A rather unexpected natural and heterogeneous mixture that may possess such characteristics is honey, which was previously shown to have anti-inflammatory properties in vitro as well as in vivo. Therefore, a randomized controlled trial was recently performed to evaluate the potential of honey administration in decreasing the levels of plasma inflammatory markers among smokers. The results were published in BMC Complementary and Alternative Medicine by a Malaysian group led by Dr. Mahaneem Mohamed1.

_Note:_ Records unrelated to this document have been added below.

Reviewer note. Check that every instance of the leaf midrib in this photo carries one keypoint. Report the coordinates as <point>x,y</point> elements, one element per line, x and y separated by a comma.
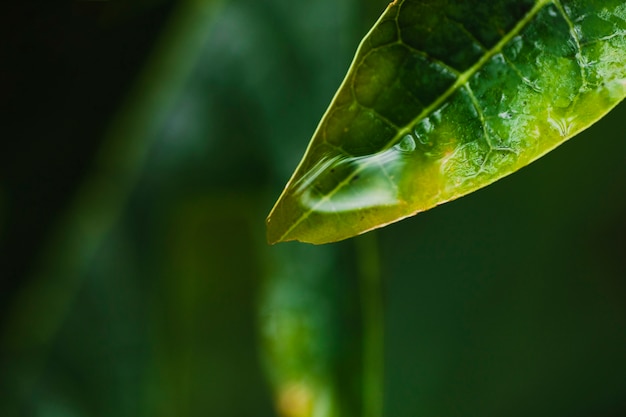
<point>462,79</point>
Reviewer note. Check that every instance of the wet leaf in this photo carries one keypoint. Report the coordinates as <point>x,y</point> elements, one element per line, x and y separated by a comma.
<point>446,97</point>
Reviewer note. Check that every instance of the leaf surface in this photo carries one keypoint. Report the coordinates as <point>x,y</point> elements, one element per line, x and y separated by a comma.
<point>446,97</point>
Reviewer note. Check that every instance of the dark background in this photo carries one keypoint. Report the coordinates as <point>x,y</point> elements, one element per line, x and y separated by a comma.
<point>143,144</point>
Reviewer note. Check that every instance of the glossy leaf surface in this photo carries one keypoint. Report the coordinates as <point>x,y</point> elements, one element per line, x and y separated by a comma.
<point>446,97</point>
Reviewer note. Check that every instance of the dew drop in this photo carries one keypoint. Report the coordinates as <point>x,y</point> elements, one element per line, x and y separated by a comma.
<point>407,144</point>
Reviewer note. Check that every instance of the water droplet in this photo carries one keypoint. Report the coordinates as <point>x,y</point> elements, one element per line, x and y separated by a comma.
<point>407,144</point>
<point>340,183</point>
<point>562,125</point>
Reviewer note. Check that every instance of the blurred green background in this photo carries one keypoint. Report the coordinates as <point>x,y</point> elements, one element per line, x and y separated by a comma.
<point>143,145</point>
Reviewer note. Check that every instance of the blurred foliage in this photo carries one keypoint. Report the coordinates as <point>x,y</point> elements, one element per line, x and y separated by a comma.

Briefly, the study included 32 non-smokers and 64 smokers divided into a treatment group administered with a daily 20 g dose of honey over 12 weeks and a control group without honey supplementation. All subjects were between 20 and 50 years of age. Exclusion criteria included the presence of infections, consumption of dietary supplements, heavy alcohol consumption and a history of cardiovascular diseases. Blood samples were collected at the beginning and at the end of the study period. The levels of plasma inflammatory markers, including Tumor Necrosis Factor (TNF)-alpha, Interleukin-6 (IL-6) and C-Reactive Protein (CRP), were measured by ELISA assays.
It is difficult to draw any conclusion from the results presented for several reasons. First, curiously, TNF-alpha baseline levels are very similar for smokers and non-smokers, which is not consistent with the literature and the reason for this discrepancy is unclear. Perhaps even more unexpected is the fact that TNF-alpha levels increased among honey-administered smokers instead of the inverse. The authors explain this counterintuitive result by the ability of a honey-specific protein to induce TNF-alpha production via Toll-Like-Receptor signaling. Finally, CRP levels were significantly decreased among honey-administered smokers. However, a reduction of the same magnitude was also noticed among non-honey treated subjects, but the variability was too high for the change to be considered significant, thereby raising questions about the relevance of this result. In summary, due to the many conflicting and unexpected results presented in this study, further research is necessary to ascertain the impact of honey consumption on smoke-induced inflammation.